Why a markdown in our conviction: We believe that
risks of headwinds in the medium term have increased,
having analyzed the fallout from (a) denial of the
Niyamgiri bauxite mine to Sterlite, (b) issuance of a
“show cause” notice regarding alleged lack of approvals
for VAL’s refinery expansion, and (c) announcement of
Cairn India acquisition plans by Vedanta (Sterlite’s
parent). Per Factset, 90% of sell-side analysts have Buy
ratings and the rest have Hold – but the Street may start
getting edgy on (a) Sterlite’s capital allocation, and (b)
regulatory and procedural hurdles for Sterlite’s projects.

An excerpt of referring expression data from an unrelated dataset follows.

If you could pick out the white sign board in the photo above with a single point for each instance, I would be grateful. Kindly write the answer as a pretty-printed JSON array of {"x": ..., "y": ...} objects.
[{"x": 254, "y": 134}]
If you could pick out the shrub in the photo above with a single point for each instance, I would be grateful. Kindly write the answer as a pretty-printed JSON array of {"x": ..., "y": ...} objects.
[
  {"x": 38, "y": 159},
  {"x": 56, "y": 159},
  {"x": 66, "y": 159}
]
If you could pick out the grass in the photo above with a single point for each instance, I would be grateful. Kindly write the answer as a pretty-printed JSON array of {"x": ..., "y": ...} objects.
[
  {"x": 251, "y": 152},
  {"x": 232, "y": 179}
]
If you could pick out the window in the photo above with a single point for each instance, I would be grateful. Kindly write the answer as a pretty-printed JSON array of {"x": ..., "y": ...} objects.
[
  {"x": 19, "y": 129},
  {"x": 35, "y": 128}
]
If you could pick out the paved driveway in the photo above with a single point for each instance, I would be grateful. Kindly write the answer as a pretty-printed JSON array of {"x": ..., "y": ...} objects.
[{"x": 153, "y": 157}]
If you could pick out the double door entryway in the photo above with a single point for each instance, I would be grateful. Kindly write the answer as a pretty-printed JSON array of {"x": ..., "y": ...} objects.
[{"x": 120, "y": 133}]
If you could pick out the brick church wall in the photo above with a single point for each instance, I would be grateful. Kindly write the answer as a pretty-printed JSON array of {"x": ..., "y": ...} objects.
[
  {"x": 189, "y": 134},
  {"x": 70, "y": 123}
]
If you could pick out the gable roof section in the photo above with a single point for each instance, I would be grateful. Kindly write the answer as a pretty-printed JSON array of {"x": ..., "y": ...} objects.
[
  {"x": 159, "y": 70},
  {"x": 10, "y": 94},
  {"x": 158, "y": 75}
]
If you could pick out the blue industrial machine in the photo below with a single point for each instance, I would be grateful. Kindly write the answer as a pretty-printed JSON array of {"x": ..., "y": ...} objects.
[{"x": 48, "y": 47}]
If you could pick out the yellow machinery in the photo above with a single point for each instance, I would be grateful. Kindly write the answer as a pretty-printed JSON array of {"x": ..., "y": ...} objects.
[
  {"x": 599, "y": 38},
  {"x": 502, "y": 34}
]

Our base case value is still higher than the current
stock price… Our EPS growth forecasts remain healthy
– 10% in F11, 58% in F12. This and Sterlite’s strong
volume growth and diversified product basket make us
think that P/E valuations – 8.5 xs for F12e – offer upside.

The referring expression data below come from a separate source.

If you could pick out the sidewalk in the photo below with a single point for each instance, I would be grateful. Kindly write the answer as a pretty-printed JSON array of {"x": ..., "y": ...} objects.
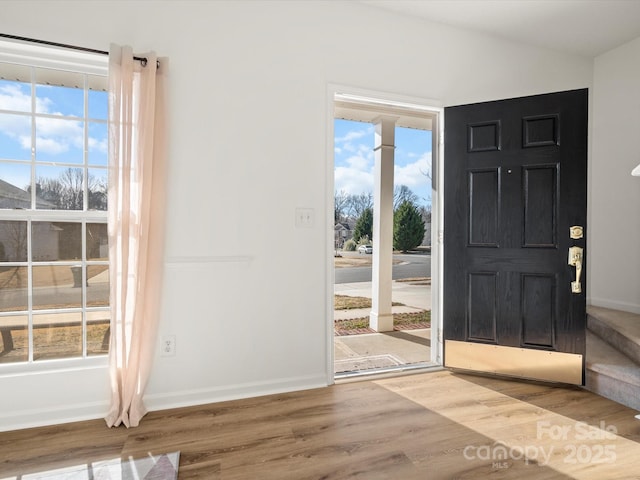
[
  {"x": 413, "y": 297},
  {"x": 358, "y": 353}
]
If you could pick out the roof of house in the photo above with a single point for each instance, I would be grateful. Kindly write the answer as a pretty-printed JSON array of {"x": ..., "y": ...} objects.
[{"x": 12, "y": 197}]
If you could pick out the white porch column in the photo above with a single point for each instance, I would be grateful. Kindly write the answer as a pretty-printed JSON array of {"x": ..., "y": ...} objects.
[{"x": 381, "y": 318}]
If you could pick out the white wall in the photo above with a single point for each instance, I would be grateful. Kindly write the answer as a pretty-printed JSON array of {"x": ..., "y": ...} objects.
[
  {"x": 614, "y": 239},
  {"x": 246, "y": 292}
]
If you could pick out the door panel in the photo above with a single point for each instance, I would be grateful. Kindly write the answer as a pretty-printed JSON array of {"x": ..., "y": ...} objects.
[{"x": 515, "y": 183}]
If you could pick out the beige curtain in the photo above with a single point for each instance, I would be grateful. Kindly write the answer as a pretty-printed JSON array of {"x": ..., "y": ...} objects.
[{"x": 136, "y": 226}]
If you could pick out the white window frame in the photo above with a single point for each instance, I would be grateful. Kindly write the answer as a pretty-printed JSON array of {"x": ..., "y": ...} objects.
[{"x": 74, "y": 62}]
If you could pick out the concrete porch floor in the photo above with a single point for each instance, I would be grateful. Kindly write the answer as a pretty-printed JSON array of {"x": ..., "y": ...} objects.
[{"x": 381, "y": 351}]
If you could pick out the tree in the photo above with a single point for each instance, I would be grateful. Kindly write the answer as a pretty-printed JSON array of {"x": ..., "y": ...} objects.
[
  {"x": 402, "y": 193},
  {"x": 359, "y": 203},
  {"x": 67, "y": 191},
  {"x": 408, "y": 227},
  {"x": 340, "y": 203},
  {"x": 364, "y": 225}
]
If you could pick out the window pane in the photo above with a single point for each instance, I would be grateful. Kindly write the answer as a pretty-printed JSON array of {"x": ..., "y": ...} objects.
[
  {"x": 13, "y": 242},
  {"x": 13, "y": 289},
  {"x": 59, "y": 188},
  {"x": 14, "y": 335},
  {"x": 97, "y": 285},
  {"x": 14, "y": 186},
  {"x": 98, "y": 103},
  {"x": 57, "y": 286},
  {"x": 57, "y": 335},
  {"x": 15, "y": 137},
  {"x": 98, "y": 189},
  {"x": 98, "y": 143},
  {"x": 52, "y": 241},
  {"x": 59, "y": 140},
  {"x": 97, "y": 241},
  {"x": 98, "y": 333},
  {"x": 54, "y": 98},
  {"x": 15, "y": 88}
]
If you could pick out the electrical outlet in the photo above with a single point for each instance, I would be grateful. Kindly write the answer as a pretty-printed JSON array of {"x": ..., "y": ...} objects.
[
  {"x": 304, "y": 217},
  {"x": 168, "y": 347}
]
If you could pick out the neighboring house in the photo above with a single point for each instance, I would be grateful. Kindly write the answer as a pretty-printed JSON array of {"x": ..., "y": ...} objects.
[
  {"x": 342, "y": 233},
  {"x": 45, "y": 235},
  {"x": 12, "y": 197}
]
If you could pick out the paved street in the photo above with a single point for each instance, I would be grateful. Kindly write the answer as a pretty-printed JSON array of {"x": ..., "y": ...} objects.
[{"x": 411, "y": 265}]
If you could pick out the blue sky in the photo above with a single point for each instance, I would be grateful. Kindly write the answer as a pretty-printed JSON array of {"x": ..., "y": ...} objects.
[
  {"x": 354, "y": 158},
  {"x": 59, "y": 141}
]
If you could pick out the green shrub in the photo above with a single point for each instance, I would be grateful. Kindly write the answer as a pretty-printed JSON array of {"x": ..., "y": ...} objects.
[{"x": 349, "y": 245}]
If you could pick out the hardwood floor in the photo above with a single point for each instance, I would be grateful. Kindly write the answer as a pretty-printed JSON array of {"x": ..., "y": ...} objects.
[{"x": 437, "y": 425}]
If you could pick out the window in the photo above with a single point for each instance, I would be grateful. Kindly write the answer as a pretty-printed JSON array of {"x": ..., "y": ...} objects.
[{"x": 54, "y": 269}]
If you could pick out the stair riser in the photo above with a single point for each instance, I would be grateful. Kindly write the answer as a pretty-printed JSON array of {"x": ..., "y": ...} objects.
[
  {"x": 613, "y": 389},
  {"x": 614, "y": 338}
]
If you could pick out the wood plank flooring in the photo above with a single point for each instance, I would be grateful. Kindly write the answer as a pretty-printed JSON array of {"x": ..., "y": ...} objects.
[{"x": 438, "y": 425}]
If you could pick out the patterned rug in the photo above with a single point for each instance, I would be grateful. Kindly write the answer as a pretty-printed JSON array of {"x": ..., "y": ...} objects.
[{"x": 158, "y": 467}]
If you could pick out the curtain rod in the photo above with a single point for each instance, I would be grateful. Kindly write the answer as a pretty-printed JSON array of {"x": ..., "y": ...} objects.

…but catalysts for a move up have lost punch:
However, the potential catalysts (commissioning of
power plant and bauxite mine and stabilization of a new
zinc-lead smelter) that we had been expecting to bridge
the valuation gap have either played out ,have fizzled
out or are losing potency. We remove the Niyamgiri
bauxite mine, push forward VAL expansion by two years
and include the Anglo zinc acquisition in our model now.